LIFE OF THE CONGREGATION

THE FIRST SCJ PROFESSIONS IN INDIA AND THE PHILIPPINES

Editor’s Note

With great joy Fr. Virginio, SCJ Superior General, announced the first SCJ professions which took place in India (on May 1, 1999) and in the Philippines (on May 31,1999).

The newly professed Indians were two: Roque Placido Rebello and Louis Mariano Fernandez; and two also were the newly professed Filipinos: Arthur Palamine Guevara and John Karl Cabaluna.

On the same date as these first professions, the respective territories of India and the Philippines were constituted as "Districts" and their respective superiors were appointed administrators ad interim for a year, during which time all the practical aspects will be studied.

The project for the Philippines had started many years before the first SCJ missionaries left for that country. A first request had been advanced by the Indonesian Province during the General Chapter of 1979. The motion, which the General Chapter of 1985 passed by 60 votes out of 66, requested a study of the possibility of a new SCJ presence in Asia.
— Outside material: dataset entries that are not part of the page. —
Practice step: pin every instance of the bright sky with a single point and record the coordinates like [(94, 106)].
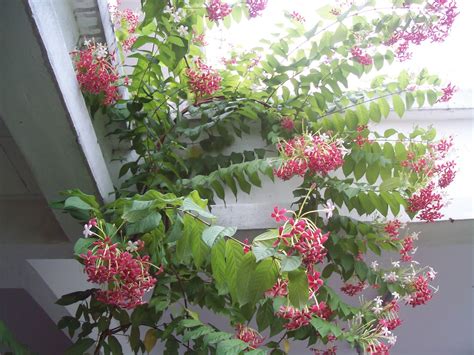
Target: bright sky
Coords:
[(452, 60)]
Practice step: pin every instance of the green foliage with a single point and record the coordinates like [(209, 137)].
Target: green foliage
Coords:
[(185, 162)]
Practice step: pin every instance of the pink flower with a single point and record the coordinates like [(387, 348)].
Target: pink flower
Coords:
[(95, 73), (427, 202), (440, 15), (407, 247), (362, 58), (297, 17), (448, 93), (379, 349), (256, 7), (287, 124), (217, 10), (203, 80), (279, 289), (247, 247), (309, 153), (392, 228), (353, 289), (279, 214), (248, 335), (125, 278), (422, 292)]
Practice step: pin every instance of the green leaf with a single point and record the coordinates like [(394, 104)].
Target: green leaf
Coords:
[(262, 252), (398, 105), (77, 203), (234, 255), (80, 347), (231, 347), (390, 184), (340, 34), (82, 245), (298, 291), (74, 297), (150, 222), (151, 337), (189, 204), (212, 233), (372, 173), (324, 327), (115, 346), (218, 265), (290, 263), (245, 279)]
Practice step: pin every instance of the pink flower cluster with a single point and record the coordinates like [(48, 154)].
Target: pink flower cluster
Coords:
[(248, 335), (125, 20), (364, 59), (353, 289), (311, 152), (427, 202), (305, 240), (256, 7), (392, 228), (287, 124), (439, 14), (407, 247), (203, 80), (95, 73), (279, 289), (441, 173), (217, 10), (297, 17), (300, 318), (379, 349), (125, 277), (390, 324), (448, 93), (422, 292)]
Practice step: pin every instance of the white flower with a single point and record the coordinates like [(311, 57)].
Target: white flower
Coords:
[(378, 301), (324, 137), (358, 318), (431, 274), (131, 246), (178, 15), (392, 339), (328, 208), (101, 51), (377, 309), (390, 277), (385, 332), (87, 230), (183, 31)]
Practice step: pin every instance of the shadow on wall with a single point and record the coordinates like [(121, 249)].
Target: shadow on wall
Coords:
[(30, 324)]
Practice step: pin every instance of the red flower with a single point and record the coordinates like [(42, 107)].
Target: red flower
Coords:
[(217, 10), (279, 214), (422, 293), (353, 289), (203, 80), (362, 58), (392, 228), (256, 7), (248, 335)]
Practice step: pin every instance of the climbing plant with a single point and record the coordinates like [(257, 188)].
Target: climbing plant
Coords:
[(157, 257)]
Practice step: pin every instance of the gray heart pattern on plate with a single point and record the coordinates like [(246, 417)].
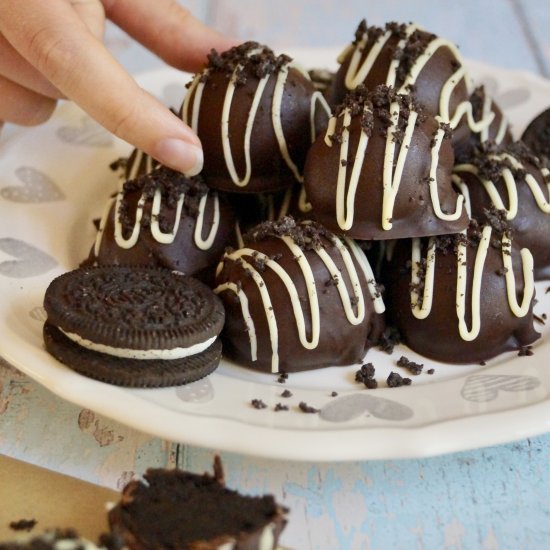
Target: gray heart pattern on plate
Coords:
[(89, 133), (200, 391), (36, 187), (349, 407), (29, 261), (38, 313), (486, 387)]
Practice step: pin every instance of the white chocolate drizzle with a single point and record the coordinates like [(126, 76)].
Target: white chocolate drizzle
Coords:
[(392, 169), (194, 96), (354, 310), (156, 232), (472, 332), (511, 204)]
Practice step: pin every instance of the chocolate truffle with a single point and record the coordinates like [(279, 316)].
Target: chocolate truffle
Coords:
[(410, 60), (164, 219), (537, 135), (496, 133), (383, 170), (461, 298), (297, 297), (256, 115), (516, 182)]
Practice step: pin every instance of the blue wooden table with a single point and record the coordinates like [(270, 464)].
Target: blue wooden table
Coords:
[(493, 498)]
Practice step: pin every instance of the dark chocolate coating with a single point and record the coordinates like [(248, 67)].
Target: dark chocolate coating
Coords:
[(413, 213), (340, 342), (465, 148), (437, 336), (531, 226), (427, 88), (176, 509), (269, 170), (182, 254)]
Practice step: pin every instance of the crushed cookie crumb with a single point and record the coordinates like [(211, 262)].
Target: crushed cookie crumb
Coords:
[(525, 351), (411, 366), (395, 380), (23, 524), (258, 404)]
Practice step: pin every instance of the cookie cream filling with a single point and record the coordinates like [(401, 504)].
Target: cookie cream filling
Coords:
[(125, 353)]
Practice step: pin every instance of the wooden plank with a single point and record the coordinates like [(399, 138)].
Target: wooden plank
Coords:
[(38, 427), (51, 499)]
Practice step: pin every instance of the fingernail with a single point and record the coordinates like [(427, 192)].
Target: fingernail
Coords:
[(180, 155)]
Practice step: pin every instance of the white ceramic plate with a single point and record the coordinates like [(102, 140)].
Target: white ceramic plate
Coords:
[(55, 179)]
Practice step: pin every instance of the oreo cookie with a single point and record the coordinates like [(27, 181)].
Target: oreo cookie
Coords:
[(179, 509), (134, 326)]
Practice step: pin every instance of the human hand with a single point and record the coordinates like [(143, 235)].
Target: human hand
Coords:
[(50, 49)]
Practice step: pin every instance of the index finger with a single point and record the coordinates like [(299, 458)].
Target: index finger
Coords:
[(54, 39)]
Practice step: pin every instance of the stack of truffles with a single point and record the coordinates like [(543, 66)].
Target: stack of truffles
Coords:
[(389, 193)]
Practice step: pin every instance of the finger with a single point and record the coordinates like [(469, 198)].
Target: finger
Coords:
[(92, 13), (168, 29), (60, 46), (15, 68), (23, 106)]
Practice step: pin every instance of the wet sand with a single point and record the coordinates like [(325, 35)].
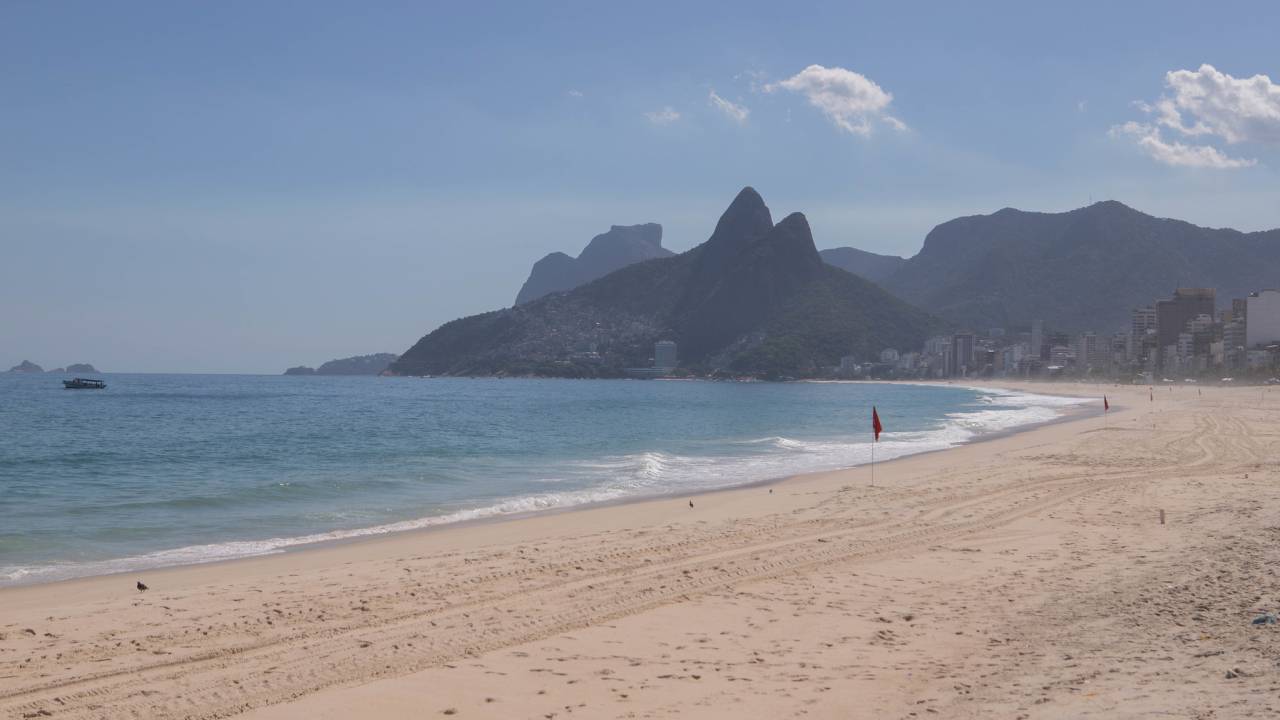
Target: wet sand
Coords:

On July 2,1987, after an extensive consultation with all the members of the Congregation, the General Council made the decision to initiate a new SCJ mission in the Philippines. The first group reached the Philippines on May 17,1989. It was comprised of three brethren from the Argentina-Uruguay Province, one from the German Province, two from the Polish Province, one from the Indonesian Province and one from the Province of Northern Ireland. When they celebrated the 10th anniversary of their arrival this new District was comprised of fifteen priests, one brother, two newly professed brethren, two postulants, three candidates for the postulate and nine applicants.

In India the beginning of the SCJ presence began on October 5,1994 with the arrival of Frs. Martin van Ooij and Andrew Ryder, who were very cordially welcomed by Bishop Joseph Kureethara. In the month of June 1995 eight students asked to join the little SCJ group and, to insure that they would be able to continue their studies, they were received in the diocesan seminary of Cochin. In 1997 the first SCJ residence in India was opened: the Dehon Bhavan in Kumbalanghy.

Between 1997 and 1998 there were three important developments: first, in June 1997 there were five missionaries, in 1998 this number was doubled reaching ten, thus illustrating to the local Church the seriousness of our commitment. The second important gain was the purchase and the putting into use of the new and large building in Aluva for our 6 philosophy and 4 theology students. The extraordinary response given to the call for vocations should also be noted: in our Dehon Bhavan house there are currently 18 seminarians, while 14 others live and study in the diocesan seminary.

The 1998-1999 school year also proved very vital; marking the beginnings of the SCJ presence also in the dioceses of Guntur, approximately 800km north of Cochin. The school started in June of 1998 with 9 candidates for our Congregation; they live and study in the minor seminary of the dioceses and they are looked after by Fr. Adrianus van der Wilk, SCJ, a Dutchman who was admitted as part of the educational staff of the seminary.

One final important thing to recall about India is the opening of our new novitiate on the island of Bolgatty (April 1998). The building was given to us rent-free for two years. This is where the two newly professed brethren of India did their novitiate: Mariano Fernandez and Placido Rebello, both from Goa.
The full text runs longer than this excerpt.